Jean-Louis-Ernest Meissonier (French, 1815-1891)
Jean-Louis-Ernest Meissonier (French, 1815-1891)

Maurice, Comte de Saxe leading his Troops

細節
Jean-Louis-Ernest Meissonier (French, 1815-1891)
Maurice, Comte de Saxe leading his Troops
signed and dated 'EMeissonier 1866' (lower left)
oil on panel
7 x 9 1/4 in. (18 x 23.5 cm.)
Painted in 1866
來源
Galerie Georges Petit, Paris.
John Taylor Johnston, New York; his sale, Samuel P. Avery, Chickering Hall, New York, 19-22 December 1876, lot 165.
Darius O. Mills, New York and San Francisco.
Mr. Harry Glass, Old Westbury, New York and by decent to Bernice Glass.
出版
C. E. Clement and Lawrence Hutton, Artists of the Nineteenth Century and Their Works, Boston, vol. II, 1879, p. 107.
E. Strahan, The Art Treasures of America, Philadelphia, 1880, vol. II, pp. 109-10, p. 113 (illustrated).
L. Viardot, The Masterpieces of French Art, Philadelphia, 1882, vol. II, p. 4.
E. Durand-Gréville, "La peinture aux Etats-Unis", Gazette des Beaux Arts, vol. XXXVI, July 1887, p. 74.
L. Robinson, Jean-Louis-Ernest Meissonier, London, 1887, pp. 14 and 21.
V.C.O. Gréard, Meissonier, His Life and his Art, London, 1897, p. 371.
C.H. Stranahan, A History of French Painting from its Earliest to its Latest Practice, New York, 1897, pp. 336 and 344.
P. Guilloux, Meissonier, trois siècles d'histoire, Paris, 1980, p. 11.
K. Baetjer, "Extracts from the Paris Journal of John Taylor Johnston", Apollo, December 1981, p. 414.
C.C. Hungerford, Ernest Meissonier: Master in his Genre, Cambridge, 1999, p. 177.
展覽
Cincinnati, The Taft Museum of Art, Cavaliers and Cardinals-Nineteenth Century French Anecdotal Paintings, 25 June-16 Aug. 1992, no. 23.
Lyon, Musée des Beaux-Arts, Ernest Meissonier, Rétrospective, 25 March-27 June 1993, no. 197.

拍品專文

John Taylor Johnston, the first president of the Metropolitan Museum of Art, was so taken with the present work that he bought it for his personal collection describing it as 'a beauty by Meissionier being a squadron of horses with Marshal Saxe at their head'. (Baetjer, op. cit., p. 414). Indeed, scenes of military life comprised an important part of Jean-Louis Ernest Meissonier's oeuvre, and his subjects were most often historical re-creations from the Revolutionary and Empire periods.
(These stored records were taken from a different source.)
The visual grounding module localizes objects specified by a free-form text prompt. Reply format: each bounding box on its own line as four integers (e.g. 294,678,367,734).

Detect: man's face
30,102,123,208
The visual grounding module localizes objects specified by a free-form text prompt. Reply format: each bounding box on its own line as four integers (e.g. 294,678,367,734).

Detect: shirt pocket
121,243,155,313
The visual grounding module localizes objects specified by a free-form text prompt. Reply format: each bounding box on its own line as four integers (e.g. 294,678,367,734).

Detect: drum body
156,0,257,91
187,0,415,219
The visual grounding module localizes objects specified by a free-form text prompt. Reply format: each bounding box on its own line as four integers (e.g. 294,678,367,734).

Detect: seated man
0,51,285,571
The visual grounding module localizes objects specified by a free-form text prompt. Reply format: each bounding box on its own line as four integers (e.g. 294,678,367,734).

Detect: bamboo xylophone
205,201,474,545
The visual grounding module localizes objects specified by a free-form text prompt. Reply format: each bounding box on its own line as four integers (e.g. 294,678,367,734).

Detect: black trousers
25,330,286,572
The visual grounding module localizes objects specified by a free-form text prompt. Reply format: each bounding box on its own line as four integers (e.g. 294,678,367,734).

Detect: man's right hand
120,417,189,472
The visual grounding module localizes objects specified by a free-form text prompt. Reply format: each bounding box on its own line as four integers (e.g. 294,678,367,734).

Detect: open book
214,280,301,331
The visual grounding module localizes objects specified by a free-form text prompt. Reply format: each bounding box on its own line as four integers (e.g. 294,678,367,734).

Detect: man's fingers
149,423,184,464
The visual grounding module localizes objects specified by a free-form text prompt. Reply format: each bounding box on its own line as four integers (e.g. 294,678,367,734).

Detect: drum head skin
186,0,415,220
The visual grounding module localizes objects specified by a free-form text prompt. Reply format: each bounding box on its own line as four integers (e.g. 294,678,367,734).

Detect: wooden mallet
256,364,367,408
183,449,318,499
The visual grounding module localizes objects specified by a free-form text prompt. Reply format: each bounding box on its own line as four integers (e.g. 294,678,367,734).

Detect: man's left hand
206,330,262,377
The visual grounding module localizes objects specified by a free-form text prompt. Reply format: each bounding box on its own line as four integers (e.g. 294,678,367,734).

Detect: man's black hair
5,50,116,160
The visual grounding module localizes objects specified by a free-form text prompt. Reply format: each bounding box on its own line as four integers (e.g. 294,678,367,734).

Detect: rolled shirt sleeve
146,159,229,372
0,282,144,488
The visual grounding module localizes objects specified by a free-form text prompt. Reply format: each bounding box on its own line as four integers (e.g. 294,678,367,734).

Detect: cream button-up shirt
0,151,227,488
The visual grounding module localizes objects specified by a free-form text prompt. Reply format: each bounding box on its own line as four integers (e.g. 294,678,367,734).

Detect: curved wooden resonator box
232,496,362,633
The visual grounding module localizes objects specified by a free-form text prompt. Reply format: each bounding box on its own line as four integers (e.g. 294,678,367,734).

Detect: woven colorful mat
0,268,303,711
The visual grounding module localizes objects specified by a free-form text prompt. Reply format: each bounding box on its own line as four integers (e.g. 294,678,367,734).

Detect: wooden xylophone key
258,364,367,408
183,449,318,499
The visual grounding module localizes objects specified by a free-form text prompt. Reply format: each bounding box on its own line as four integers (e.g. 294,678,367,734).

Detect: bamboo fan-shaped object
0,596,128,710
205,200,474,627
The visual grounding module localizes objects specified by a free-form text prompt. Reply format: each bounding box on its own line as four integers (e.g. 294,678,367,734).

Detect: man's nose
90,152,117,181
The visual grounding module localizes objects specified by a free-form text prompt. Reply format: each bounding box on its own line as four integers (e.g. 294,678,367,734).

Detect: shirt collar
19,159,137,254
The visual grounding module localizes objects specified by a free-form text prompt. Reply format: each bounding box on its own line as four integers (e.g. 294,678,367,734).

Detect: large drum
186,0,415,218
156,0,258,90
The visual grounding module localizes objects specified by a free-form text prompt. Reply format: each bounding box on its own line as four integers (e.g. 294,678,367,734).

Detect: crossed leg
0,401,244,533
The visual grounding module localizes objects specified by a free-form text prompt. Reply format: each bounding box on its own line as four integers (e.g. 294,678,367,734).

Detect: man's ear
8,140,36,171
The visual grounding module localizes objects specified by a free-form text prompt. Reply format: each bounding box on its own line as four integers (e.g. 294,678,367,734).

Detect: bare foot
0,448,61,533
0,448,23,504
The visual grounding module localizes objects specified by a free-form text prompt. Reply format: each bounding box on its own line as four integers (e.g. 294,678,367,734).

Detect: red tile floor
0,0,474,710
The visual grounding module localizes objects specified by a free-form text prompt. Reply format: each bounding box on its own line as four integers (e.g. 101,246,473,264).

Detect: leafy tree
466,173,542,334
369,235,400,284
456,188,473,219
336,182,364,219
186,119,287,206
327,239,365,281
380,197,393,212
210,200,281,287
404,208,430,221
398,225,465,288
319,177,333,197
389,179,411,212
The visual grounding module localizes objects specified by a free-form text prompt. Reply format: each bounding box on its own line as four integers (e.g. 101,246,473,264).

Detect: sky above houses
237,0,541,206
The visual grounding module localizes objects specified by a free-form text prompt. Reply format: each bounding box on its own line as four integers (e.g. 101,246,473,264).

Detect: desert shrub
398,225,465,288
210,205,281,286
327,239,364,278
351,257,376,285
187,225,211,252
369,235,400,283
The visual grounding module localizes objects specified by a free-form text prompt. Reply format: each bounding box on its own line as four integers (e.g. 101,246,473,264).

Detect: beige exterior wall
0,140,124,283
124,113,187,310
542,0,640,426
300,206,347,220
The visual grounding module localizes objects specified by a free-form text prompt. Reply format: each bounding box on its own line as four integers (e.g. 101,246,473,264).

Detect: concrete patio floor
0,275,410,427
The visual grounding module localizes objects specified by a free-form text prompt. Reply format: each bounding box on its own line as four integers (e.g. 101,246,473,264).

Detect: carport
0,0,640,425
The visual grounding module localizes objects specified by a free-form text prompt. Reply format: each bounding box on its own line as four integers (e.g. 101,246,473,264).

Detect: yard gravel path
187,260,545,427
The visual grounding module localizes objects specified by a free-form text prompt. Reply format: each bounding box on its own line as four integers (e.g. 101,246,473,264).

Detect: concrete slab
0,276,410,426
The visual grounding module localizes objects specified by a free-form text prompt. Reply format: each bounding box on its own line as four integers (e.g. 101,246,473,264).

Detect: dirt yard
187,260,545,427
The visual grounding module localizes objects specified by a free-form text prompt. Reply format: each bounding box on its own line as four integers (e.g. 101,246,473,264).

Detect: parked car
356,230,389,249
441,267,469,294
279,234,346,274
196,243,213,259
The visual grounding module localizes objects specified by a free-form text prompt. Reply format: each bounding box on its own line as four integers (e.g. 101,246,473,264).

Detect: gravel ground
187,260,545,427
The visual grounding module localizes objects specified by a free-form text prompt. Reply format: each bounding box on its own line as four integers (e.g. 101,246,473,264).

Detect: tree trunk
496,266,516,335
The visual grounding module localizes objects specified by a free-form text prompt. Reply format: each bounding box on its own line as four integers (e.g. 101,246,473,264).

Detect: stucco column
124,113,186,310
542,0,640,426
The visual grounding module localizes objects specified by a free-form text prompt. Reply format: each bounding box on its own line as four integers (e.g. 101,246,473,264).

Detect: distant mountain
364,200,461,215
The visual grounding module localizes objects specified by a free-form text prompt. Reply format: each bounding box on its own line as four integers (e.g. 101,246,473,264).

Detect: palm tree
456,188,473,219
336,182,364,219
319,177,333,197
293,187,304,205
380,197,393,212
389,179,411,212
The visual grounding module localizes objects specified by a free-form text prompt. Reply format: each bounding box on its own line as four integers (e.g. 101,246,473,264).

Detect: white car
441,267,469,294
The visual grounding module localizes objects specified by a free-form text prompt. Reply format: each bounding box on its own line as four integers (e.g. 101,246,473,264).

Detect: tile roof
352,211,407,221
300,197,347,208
The compositional format of the present work is derived from Meissonier's own 1814, The Campaign of France of 1864 (Musée d'Orsay, Paris). Completed a short two years later, this panel, smaller in size, features Maurice, Comte de Saxe on patrol in the French countryside with his troops. The son of Augustus II Elector of Saxony and King of Poland, Maurice was a roguish 18th Century military leader known for his romantic liaison with actress Adriana Lecouvrer, the great tragedienne of 18th Century France. According to older sources, this scene represents Marshal Saxe and his troops riding to battle at Fontenoy in 1745, where they would achieve their greatest military triumph.

Meissonier's technique is characterized by meticulous renderings of costumes and accessories that recall the painterly precision of the Dutch and Flemish masters Gabriel Metsu and Gerard ter Borch whom the artist greatly admired. For example, the paint is applied with the vivacity of an oil sketch, yet the attentiveness to detail in the ornaments of the soldiers' jackets, hats, and even lapels, combined with the expressiveness of their gestures and the surrounding landscape gives the work a highly finished quality.